Now this is a great card for arguing that representations are important, but does it really argue that one word k’s like the prolif K in this example are good? I think not. Its talking about the way representations can function to define and limit our ideas about what policy options are, or more specifically what policy options are acceptable. If the affirmative said we should ratify the CTBT to solve prolif, than the representations of proliferation are probably very relevant to the question what policy options are considered legitimate. When just the word prolif is uttered in the context of global warming that constraining function is less prevalent if present at all. So while representations are important, not all representations should be treated equally and its arguable whether or not a single word constitutes a representation as such. These are all distinctions a smart 1AR could make to explain why this piece of Doty evidence is not applicable to the context of this debate- your FW allows investigating issues of representations while not necessarily saying all reps should be evaluated in a vacuum.

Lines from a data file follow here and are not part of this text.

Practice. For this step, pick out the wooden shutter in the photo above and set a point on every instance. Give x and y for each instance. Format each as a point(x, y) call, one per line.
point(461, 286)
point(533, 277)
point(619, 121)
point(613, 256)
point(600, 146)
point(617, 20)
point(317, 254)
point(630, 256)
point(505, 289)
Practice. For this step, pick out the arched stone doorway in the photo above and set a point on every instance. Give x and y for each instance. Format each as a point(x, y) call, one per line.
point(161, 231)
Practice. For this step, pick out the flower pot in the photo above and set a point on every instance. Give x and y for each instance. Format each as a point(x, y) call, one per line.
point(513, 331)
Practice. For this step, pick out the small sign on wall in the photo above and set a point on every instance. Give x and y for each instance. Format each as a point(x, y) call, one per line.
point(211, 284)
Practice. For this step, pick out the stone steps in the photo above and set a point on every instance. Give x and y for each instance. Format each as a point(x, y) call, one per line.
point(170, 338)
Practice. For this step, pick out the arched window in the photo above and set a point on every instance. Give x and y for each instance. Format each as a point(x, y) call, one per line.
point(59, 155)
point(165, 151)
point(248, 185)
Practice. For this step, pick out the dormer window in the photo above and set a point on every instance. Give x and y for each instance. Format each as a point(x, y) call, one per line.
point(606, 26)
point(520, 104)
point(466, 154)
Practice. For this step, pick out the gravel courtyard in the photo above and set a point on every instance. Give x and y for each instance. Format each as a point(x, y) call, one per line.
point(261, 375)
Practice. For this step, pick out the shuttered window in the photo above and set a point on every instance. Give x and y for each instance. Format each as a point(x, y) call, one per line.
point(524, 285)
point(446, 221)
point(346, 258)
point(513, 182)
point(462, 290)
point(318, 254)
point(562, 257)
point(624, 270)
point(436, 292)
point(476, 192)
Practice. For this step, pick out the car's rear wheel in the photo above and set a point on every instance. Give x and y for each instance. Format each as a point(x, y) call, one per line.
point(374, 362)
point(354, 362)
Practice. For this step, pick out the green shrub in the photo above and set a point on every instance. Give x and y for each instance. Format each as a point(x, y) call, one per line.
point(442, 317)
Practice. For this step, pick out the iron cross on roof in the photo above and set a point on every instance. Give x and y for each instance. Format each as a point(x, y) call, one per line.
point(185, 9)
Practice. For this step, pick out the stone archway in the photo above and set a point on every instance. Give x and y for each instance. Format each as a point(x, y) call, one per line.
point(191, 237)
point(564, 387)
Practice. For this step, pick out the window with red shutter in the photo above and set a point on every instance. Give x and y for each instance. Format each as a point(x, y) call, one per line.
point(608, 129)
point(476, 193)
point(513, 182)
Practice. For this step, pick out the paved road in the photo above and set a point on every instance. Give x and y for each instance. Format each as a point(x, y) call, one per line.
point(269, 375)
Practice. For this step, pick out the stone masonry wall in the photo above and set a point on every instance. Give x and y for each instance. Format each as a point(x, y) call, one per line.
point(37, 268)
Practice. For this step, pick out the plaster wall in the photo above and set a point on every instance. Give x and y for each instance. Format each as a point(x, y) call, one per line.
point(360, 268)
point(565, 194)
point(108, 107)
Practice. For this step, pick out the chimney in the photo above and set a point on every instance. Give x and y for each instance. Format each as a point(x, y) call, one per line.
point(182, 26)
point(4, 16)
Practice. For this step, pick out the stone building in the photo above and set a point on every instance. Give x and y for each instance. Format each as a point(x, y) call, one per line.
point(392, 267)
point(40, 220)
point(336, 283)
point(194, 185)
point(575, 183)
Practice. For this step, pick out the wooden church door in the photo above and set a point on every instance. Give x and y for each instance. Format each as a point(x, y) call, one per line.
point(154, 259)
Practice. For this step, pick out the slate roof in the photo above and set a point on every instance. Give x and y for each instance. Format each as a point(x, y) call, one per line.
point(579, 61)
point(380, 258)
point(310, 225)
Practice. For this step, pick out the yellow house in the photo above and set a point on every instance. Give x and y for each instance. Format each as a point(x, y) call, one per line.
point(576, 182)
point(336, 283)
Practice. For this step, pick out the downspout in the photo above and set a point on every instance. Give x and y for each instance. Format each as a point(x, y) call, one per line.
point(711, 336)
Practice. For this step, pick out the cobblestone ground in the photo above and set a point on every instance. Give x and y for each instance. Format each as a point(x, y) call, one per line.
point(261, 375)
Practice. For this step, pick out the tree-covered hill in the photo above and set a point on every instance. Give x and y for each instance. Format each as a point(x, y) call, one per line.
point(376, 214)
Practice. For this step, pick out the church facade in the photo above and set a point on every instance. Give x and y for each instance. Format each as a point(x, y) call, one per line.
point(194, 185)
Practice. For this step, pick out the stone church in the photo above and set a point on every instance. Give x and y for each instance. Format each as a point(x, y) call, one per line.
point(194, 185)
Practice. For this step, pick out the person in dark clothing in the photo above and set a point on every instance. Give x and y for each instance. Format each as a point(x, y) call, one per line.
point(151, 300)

“Isn’t this totally arbitrary?”


No, its not. People in debate throw around the word arbitrary all the time, and often times its true. Arbitrary means based on personal choice or whim not on something reasoned or systematic. So saying “counter interp you get 6 conditional options not 7” in and of itself is not arbitrary, it is only arbitrary when there is no reasoned explanation of why 6 is different from 7. Given the way most teams debate conditionality their offense about why conditionality is bad always links to their stupid counter interpretations thus making them arbitrary- there is no reason for the difference. In this case we have the opposite- there are very good reasons for drawing this distinction between what is and is not an acceptable sort of reps K. The call of what exactly is “central” to the affirmative may not be crystal clear, that doesn’t mean its “arbitrary”- the debaters have to argue it out. Whichever side wins that argument will do so because of a set of reasons, making the distinction definitionally not arbitrary.